The Long-Term Competitive Risk

Here’s what worries me most: while companies are cutting to hit efficiency targets, they’re also cutting their ability to innovate and compete.

Tech markets move fast. If you spend 2026-2027 in survival mode while competitors invest in new capabilities, you might save money short-term but lose market position long-term.

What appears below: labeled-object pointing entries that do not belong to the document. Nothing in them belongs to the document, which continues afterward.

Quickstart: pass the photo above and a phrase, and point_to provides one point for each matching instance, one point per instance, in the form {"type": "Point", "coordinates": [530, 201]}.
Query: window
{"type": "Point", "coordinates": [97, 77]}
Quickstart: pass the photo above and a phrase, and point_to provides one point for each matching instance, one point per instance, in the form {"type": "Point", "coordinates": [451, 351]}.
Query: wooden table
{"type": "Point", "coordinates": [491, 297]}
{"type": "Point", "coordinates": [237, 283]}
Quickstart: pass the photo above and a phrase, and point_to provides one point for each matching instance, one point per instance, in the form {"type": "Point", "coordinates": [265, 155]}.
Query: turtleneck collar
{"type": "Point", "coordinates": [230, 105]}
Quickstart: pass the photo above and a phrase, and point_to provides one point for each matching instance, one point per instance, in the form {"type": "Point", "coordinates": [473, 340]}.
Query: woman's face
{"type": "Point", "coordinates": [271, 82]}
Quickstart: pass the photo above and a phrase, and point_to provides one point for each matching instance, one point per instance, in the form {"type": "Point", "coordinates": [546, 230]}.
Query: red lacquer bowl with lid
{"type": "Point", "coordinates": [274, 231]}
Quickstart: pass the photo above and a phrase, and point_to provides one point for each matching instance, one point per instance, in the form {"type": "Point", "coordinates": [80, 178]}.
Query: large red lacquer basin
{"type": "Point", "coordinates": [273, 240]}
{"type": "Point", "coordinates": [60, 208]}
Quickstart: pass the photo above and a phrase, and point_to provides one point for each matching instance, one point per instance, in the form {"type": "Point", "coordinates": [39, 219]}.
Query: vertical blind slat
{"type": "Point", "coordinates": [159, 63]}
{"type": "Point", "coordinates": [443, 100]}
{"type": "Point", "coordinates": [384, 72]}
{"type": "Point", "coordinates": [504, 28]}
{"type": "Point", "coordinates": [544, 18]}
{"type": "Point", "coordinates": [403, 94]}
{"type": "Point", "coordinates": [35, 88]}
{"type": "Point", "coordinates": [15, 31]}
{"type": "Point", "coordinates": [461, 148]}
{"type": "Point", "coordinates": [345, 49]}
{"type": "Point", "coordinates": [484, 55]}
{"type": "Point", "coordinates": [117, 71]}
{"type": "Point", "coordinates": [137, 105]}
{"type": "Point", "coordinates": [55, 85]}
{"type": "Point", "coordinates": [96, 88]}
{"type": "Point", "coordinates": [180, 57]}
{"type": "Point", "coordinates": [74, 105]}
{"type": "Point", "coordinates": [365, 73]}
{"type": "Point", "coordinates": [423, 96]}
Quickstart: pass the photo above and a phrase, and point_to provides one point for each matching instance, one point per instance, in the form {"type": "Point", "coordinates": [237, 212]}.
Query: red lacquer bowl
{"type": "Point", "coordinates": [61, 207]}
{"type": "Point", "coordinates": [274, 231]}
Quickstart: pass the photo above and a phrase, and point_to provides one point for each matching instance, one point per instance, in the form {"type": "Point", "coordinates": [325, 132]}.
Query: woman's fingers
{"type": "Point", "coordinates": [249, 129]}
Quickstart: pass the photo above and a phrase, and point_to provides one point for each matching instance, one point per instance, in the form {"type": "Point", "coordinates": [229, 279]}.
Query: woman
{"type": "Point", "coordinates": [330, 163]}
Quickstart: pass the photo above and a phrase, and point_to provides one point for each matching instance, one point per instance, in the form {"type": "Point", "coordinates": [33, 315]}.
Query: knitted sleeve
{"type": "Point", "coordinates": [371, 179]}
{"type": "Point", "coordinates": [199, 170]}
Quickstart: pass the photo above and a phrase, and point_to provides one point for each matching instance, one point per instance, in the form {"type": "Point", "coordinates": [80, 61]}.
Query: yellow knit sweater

I’m watching companies make cuts that feel like they’re optimizing for this quarter’s numbers at the expense of next year’s competitive position.

The Question for Leadership

Michelle’s point about strategic vs. reactive layoffs is crucial from a product perspective too.

Reactive cuts mean you lose people based on cost, not based on what capabilities you need for your roadmap. Then you’re stuck trying to deliver a product vision with a team that wasn’t designed for it.

Strategic workforce planning means asking: “What do we need to build in the next 2 years, and what team composition supports that?”

But that requires long-term thinking, and when boards are demanding immediate efficiency gains, long-term thinking gets squeezed out.

How are other product leaders managing roadmap expectations and team morale during this period? What’s actually working?